Felder has led the charge against the bill since the City Council narrowly passed it in a 28-to-20 vote in May. The Council wanted to implement the fee in October, but postponed it until next month after the state Senate passed Felder’s first bill to override it. The delay was to allow the Council and Assembly to “work together on a solution,” according to Assembly Speaker Carl Heastie. That solution never came. Felder reintroduced his bill.

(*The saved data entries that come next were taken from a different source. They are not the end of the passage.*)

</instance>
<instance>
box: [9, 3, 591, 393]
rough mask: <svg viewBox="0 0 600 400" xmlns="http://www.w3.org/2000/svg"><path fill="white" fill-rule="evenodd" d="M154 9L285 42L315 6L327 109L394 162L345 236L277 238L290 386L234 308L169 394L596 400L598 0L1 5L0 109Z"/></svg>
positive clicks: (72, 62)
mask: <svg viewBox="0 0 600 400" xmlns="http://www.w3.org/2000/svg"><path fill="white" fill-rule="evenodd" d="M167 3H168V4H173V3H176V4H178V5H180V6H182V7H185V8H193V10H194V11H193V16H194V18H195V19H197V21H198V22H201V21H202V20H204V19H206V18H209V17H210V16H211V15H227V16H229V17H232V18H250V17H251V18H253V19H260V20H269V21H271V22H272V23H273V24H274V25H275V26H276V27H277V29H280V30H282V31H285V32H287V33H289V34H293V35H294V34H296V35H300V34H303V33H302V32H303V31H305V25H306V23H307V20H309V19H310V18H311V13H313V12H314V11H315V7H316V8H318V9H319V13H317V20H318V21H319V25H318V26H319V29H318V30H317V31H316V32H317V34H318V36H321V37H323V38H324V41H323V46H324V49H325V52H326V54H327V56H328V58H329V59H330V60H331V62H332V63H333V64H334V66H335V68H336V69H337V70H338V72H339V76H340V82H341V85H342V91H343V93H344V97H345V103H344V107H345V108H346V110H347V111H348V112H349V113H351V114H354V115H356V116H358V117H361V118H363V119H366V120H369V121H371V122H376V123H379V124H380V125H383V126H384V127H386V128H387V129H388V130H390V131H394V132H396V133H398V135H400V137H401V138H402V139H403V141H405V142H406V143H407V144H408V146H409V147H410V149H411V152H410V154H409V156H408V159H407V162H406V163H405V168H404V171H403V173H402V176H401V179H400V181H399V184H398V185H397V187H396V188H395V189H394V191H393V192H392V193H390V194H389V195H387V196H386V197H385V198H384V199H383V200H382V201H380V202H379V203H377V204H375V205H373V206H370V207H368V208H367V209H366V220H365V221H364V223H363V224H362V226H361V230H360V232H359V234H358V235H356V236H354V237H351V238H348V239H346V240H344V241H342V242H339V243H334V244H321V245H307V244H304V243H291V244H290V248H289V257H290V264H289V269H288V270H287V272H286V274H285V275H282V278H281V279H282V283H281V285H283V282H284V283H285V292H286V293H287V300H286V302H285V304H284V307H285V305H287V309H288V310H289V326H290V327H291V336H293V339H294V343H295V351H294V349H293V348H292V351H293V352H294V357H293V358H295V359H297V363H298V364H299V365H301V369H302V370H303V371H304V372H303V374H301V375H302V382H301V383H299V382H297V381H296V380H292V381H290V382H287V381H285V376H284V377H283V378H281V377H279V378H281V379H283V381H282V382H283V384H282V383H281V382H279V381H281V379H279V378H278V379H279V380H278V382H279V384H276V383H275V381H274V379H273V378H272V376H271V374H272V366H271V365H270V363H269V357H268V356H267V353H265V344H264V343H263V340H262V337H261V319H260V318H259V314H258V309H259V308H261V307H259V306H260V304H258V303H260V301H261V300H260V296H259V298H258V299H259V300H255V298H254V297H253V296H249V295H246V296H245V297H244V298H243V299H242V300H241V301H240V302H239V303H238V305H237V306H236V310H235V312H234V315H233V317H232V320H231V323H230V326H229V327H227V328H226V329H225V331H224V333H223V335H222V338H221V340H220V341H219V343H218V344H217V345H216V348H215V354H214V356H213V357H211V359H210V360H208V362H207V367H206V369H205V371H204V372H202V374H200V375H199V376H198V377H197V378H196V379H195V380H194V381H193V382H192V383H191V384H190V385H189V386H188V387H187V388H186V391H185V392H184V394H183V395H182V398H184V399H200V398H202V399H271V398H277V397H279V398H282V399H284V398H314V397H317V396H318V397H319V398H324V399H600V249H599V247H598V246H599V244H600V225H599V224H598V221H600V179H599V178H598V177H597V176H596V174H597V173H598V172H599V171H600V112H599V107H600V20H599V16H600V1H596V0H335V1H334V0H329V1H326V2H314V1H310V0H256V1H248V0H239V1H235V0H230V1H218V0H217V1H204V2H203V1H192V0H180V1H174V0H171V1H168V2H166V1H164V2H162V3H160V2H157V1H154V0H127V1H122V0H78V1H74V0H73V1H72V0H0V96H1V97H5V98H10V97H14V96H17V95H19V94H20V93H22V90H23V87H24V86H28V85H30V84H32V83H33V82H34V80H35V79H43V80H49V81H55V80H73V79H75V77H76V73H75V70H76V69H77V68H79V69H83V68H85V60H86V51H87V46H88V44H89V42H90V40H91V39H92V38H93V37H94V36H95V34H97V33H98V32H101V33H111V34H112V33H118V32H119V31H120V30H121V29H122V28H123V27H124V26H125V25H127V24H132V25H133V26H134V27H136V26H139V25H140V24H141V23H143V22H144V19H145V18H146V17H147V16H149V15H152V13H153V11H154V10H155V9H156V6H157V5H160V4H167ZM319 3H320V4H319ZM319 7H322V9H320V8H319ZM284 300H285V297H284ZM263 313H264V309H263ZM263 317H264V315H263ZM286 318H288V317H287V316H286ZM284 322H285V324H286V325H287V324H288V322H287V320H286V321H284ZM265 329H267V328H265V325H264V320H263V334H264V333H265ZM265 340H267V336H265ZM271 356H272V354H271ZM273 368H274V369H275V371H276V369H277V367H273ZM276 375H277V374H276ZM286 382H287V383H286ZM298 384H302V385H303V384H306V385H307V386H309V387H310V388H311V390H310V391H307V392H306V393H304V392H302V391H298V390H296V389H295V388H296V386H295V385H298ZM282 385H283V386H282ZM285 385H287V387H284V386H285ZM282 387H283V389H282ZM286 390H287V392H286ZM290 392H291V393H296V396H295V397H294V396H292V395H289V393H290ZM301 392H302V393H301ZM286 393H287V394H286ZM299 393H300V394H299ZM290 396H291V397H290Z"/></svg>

Twenty-six of the Assembly’s 150 members have signed on as co-sponsors of the Assembly version of the Senate bill as of Wed., Jan. 25. Newly elected Assemblymember Yuh-Line Niou, a Democrat representing Lower Manhattan, is not one of them. Niou acknowledged that a fee on disposable bags “could have serious impacts on seniors and families on a fixed income.” However, she called the state bill “typical Albany overreach.”
“New York City has the same right as other municipalities to set its own environmental policies,” Niou said, “and Albany imposing its will while ignoring similar policies in other locations reeks of an unfair and unjustified double standard.”
The law exempts from the fee anyone buying goods with the Supplemental Nutrition Assistance Program (SNAP) or the Special Supplemental Nutrition Program for Women, Infants and Children (WIC).
The Department of Sanitation plans to hand out roughly 400,000 free reusable bags from Feb. 15 to April 30 this year.
As to how the Assembly will vote, Hoylman is hoping for the best.
“The Assembly typically saves New York from wrongheaded, ill-thought-out legislation passed by the Republican Senate, like this,” he said. “It would be a monumental travesty to overturn a proven environmental measure that reflects the will of the duly elected local legislative body of 8.5 million people — without so much as a legislative hearing.”